FIG. 1 is a block diagram illustrating an environment for recommending potential root cause of failure of an operation of a computer system according to an embodiment. As shown, an incident/problem management engine 100 communicates with change management database (CMDB) 102 and change management engine 104 via network 106. Network 106 may be a wired network, a wireless network, or a combination of a wired network and a wireless network. While incident/problem management engine 100 and change management engine 104 are shown as separate entities, they may be combined into a single entity or combined with CMDB 102 in other embodiments. CMDB 102 has storage 108 that stores information regarding change orders as explained below.
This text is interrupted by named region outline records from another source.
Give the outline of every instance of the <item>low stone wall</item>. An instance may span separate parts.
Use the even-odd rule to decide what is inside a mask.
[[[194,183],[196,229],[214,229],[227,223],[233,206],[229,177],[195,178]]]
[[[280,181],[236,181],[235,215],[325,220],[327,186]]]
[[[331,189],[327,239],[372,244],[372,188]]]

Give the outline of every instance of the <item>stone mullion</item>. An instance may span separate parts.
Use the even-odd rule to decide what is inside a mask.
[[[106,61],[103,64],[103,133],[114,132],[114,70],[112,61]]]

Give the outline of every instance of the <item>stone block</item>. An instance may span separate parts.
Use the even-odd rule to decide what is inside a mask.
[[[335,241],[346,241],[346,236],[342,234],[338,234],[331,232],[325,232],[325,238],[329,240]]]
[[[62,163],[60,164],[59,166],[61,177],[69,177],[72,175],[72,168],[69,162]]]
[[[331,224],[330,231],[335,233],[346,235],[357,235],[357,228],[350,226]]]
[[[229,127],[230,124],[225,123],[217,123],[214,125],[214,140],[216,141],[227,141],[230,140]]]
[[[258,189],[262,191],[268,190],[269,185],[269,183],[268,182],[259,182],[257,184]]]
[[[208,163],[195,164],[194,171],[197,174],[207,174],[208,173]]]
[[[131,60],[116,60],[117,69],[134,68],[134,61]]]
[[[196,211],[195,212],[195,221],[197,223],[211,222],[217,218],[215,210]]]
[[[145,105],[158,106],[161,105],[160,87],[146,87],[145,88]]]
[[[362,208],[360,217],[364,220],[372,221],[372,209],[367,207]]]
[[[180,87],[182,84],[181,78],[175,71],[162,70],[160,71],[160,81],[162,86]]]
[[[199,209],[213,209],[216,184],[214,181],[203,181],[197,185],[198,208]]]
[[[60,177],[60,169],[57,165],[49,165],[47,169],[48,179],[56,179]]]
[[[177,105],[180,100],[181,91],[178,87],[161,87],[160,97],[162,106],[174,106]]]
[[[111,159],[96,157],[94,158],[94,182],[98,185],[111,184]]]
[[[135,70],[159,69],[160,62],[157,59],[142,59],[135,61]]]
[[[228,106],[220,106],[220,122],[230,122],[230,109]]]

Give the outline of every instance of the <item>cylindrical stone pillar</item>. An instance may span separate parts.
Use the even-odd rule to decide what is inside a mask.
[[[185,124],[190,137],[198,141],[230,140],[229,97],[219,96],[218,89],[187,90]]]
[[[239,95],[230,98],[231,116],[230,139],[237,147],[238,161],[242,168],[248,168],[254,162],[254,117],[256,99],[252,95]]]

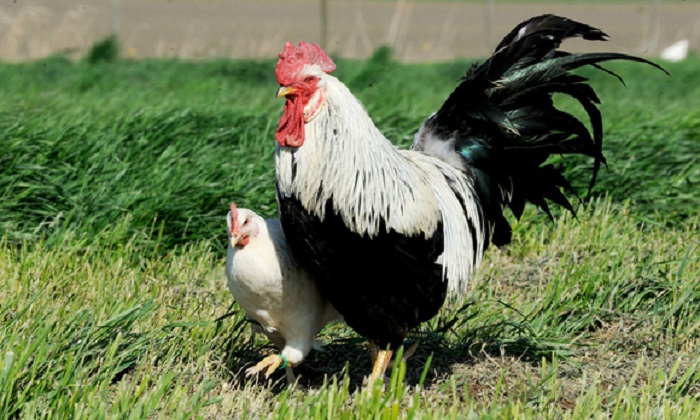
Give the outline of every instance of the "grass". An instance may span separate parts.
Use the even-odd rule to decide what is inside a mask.
[[[337,73],[406,145],[467,65],[384,51]],[[273,350],[231,307],[223,218],[276,211],[273,62],[0,64],[0,417],[697,416],[700,61],[666,66],[586,73],[594,196],[578,219],[528,210],[381,392],[343,325],[303,389],[241,373]],[[585,193],[590,163],[557,163]]]

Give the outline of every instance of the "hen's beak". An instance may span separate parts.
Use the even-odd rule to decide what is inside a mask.
[[[297,88],[292,87],[292,86],[282,86],[280,90],[277,91],[277,97],[281,98],[283,96],[291,95],[292,93],[295,93]]]

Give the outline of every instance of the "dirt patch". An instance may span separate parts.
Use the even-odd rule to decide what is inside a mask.
[[[402,61],[485,56],[520,21],[541,13],[568,16],[606,31],[609,49],[656,56],[679,39],[700,51],[700,3],[501,4],[439,1],[329,1],[325,47],[345,57],[392,45]],[[21,61],[90,45],[116,32],[133,58],[272,58],[286,41],[323,43],[318,1],[111,0],[16,1],[0,6],[0,59]],[[569,45],[575,50],[577,45]]]

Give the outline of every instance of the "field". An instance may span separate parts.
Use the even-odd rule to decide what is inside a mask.
[[[241,373],[274,350],[226,289],[224,216],[276,212],[274,62],[109,58],[0,64],[0,417],[700,413],[699,59],[585,72],[609,167],[578,218],[526,211],[382,391],[339,324],[299,388]],[[337,63],[401,147],[470,64]],[[590,162],[554,163],[585,195]]]
[[[83,56],[110,33],[132,58],[269,58],[285,41],[316,42],[348,58],[391,45],[401,62],[489,54],[517,23],[542,13],[603,29],[586,50],[656,57],[680,39],[700,51],[700,2],[692,0],[328,0],[321,39],[318,0],[32,0],[0,4],[0,60],[62,51]],[[491,6],[489,6],[489,4]],[[656,5],[655,5],[656,4]],[[576,45],[576,43],[573,43]],[[580,44],[579,44],[580,45]],[[570,47],[571,48],[571,47]]]

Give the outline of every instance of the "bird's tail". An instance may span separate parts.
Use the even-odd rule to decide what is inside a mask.
[[[593,158],[590,187],[601,164],[603,124],[599,99],[583,76],[571,71],[590,65],[622,80],[599,63],[628,60],[657,64],[619,53],[570,54],[558,50],[566,38],[606,39],[601,30],[553,15],[518,25],[483,64],[474,65],[442,108],[426,121],[434,137],[451,139],[465,161],[491,226],[491,242],[510,242],[503,215],[509,207],[520,217],[526,202],[550,217],[548,201],[574,212],[562,193],[575,194],[551,164],[551,155],[580,154]],[[665,70],[663,70],[665,71]],[[587,113],[586,124],[554,106],[555,93],[567,95]]]

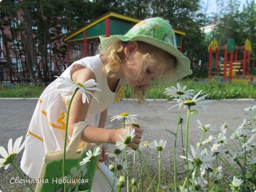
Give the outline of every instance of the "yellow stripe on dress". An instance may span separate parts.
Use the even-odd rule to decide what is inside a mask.
[[[32,132],[31,132],[29,129],[28,130],[28,133],[29,134],[30,134],[31,135],[32,135],[32,136],[36,138],[37,139],[40,140],[42,142],[43,142],[43,139],[41,137],[39,137],[38,135],[36,135],[35,134],[32,133]]]
[[[66,105],[67,107],[68,107],[68,103],[67,103],[66,101],[66,99],[65,99],[65,97],[64,96],[62,97],[62,100],[63,100],[63,102],[64,102],[64,103]]]
[[[46,113],[46,111],[44,111],[41,110],[41,113],[42,113],[43,114],[44,114],[44,115],[45,115],[46,116],[47,116],[47,113]]]
[[[48,121],[48,124],[49,124],[49,125],[50,125],[51,126],[52,126],[54,128],[58,128],[59,129],[62,129],[62,127],[61,126],[57,126],[57,125],[54,124],[52,122],[49,122],[49,121]]]

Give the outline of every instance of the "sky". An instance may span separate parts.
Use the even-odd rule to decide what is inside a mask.
[[[207,10],[207,14],[208,16],[211,15],[211,12],[216,12],[216,9],[217,8],[217,5],[216,4],[216,0],[208,0],[208,7]],[[224,0],[224,1],[228,1],[229,0]],[[256,0],[248,0],[249,2],[251,2],[252,0],[254,0],[256,2]],[[246,0],[239,0],[241,2],[241,4],[239,7],[239,9],[242,10],[243,7],[243,5],[245,4],[246,2]],[[204,3],[204,5],[203,5],[204,7],[205,7],[206,5],[206,3],[207,2],[207,0],[202,0],[202,1]]]

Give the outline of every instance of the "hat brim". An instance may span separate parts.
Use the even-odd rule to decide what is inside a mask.
[[[170,78],[172,81],[181,79],[192,74],[192,71],[190,69],[189,59],[182,55],[175,47],[165,42],[161,42],[159,40],[141,35],[135,35],[132,37],[122,35],[113,35],[110,37],[101,36],[99,36],[99,38],[103,50],[106,50],[111,44],[119,42],[120,40],[122,41],[140,41],[153,45],[173,55],[177,59],[177,67],[175,72]]]

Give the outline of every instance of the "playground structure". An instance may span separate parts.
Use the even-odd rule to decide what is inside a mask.
[[[252,52],[250,41],[246,39],[245,45],[235,46],[233,39],[229,40],[226,45],[223,46],[218,46],[217,41],[211,42],[208,47],[209,81],[253,82],[253,76],[249,76]],[[223,53],[224,57],[220,57]]]

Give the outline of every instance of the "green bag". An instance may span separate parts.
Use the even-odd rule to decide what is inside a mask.
[[[53,152],[45,155],[39,174],[36,192],[63,192],[64,183],[67,192],[90,191],[93,184],[98,157],[86,164],[80,166],[79,163],[87,157],[86,152],[102,145],[88,143],[80,151],[77,151],[82,133],[87,124],[84,122],[77,123],[66,150],[65,161],[66,177],[63,177],[63,160],[64,150]]]

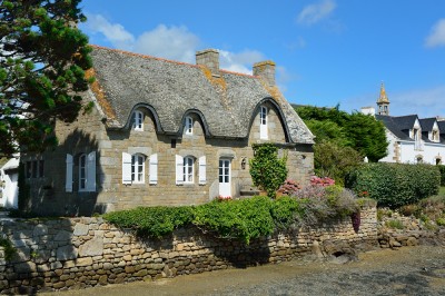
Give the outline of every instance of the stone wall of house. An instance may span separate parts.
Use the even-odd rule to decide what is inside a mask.
[[[326,257],[377,245],[376,208],[364,206],[360,228],[350,218],[256,239],[245,246],[189,227],[164,240],[140,239],[102,218],[0,220],[17,255],[0,248],[0,294],[86,288],[175,277],[229,267]]]
[[[284,126],[274,107],[268,114],[268,135],[271,142],[283,144],[281,154],[287,151],[288,177],[301,185],[309,182],[314,169],[312,145],[286,145]],[[259,114],[255,115],[250,132],[246,139],[215,139],[205,136],[204,122],[199,116],[194,118],[194,134],[182,131],[180,138],[160,135],[152,114],[145,114],[144,130],[130,127],[106,129],[100,111],[92,108],[81,112],[73,124],[58,122],[56,127],[59,146],[46,151],[39,159],[44,159],[44,177],[28,179],[31,187],[30,210],[42,215],[92,216],[105,213],[134,208],[137,206],[181,206],[207,203],[219,195],[219,159],[225,157],[231,166],[231,196],[237,197],[245,187],[251,187],[249,160],[254,157],[251,145],[265,142],[259,139]],[[249,115],[246,115],[249,116]],[[221,119],[230,125],[230,120]],[[79,156],[96,154],[97,191],[79,191]],[[145,161],[145,181],[141,184],[122,184],[122,152],[141,154]],[[73,157],[72,193],[66,191],[66,158]],[[158,182],[149,184],[150,155],[158,155]],[[195,181],[176,185],[176,155],[191,156],[196,159]],[[198,159],[206,156],[206,184],[198,182]],[[23,154],[22,160],[36,158]],[[243,166],[241,164],[246,165]]]

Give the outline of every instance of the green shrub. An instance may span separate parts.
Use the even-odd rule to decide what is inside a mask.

As further described in FIGS. 2A and 2B, the change management engine 104 communicates with incident/problem management engine 100 and CMDB 102. FIGS. 2A and 2B are a signaling diagram of an exemplary procedure that includes reducing occurrence of errors when determining a root cause of failure of an operation. The procedures of FIGS. 2A and 2B involve the incident/problem management engine 100, the CMDB 102 and change management engine 104.

Initially, at operation 200, the CMDB 102 receives and stores change orders for operations of computer systems that the CMDB 102 services. Each change order documents changes in one or more operations of a computer system serviced by the CMDB 102. A change order may document which users or group of users is affected by the change, a classification of the change order, a type of the change order, an indication of who approved the change order, and what configuration items and relationships between configuration items are changed by the change order.

A configuration item may be a service, a device, a device component, software, a software update, a software patch, and the like. A relationship is the logical relation between two configuration items. For example, a computer server that contains a Windows operating system is a relationship. Whenever a configuration item is changed, a change order documents the change. Each change order may be associated with multiple configuration items.

In an embodiment, a classification of a change order specifies whether the change order is a major incident, an unauthorized change order, an emergency order, or none of the preceding classifications (i.e., is not a major incident, an unauthorized change order, or an emergency order). A major incident is defined by the entity controlling the CMDB 102. Each change order requires specified conditions to be met. If these conditions are not met, the change order is an unauthorized change order. When a business decides a change is urgent, the change order is classified as an emergency order.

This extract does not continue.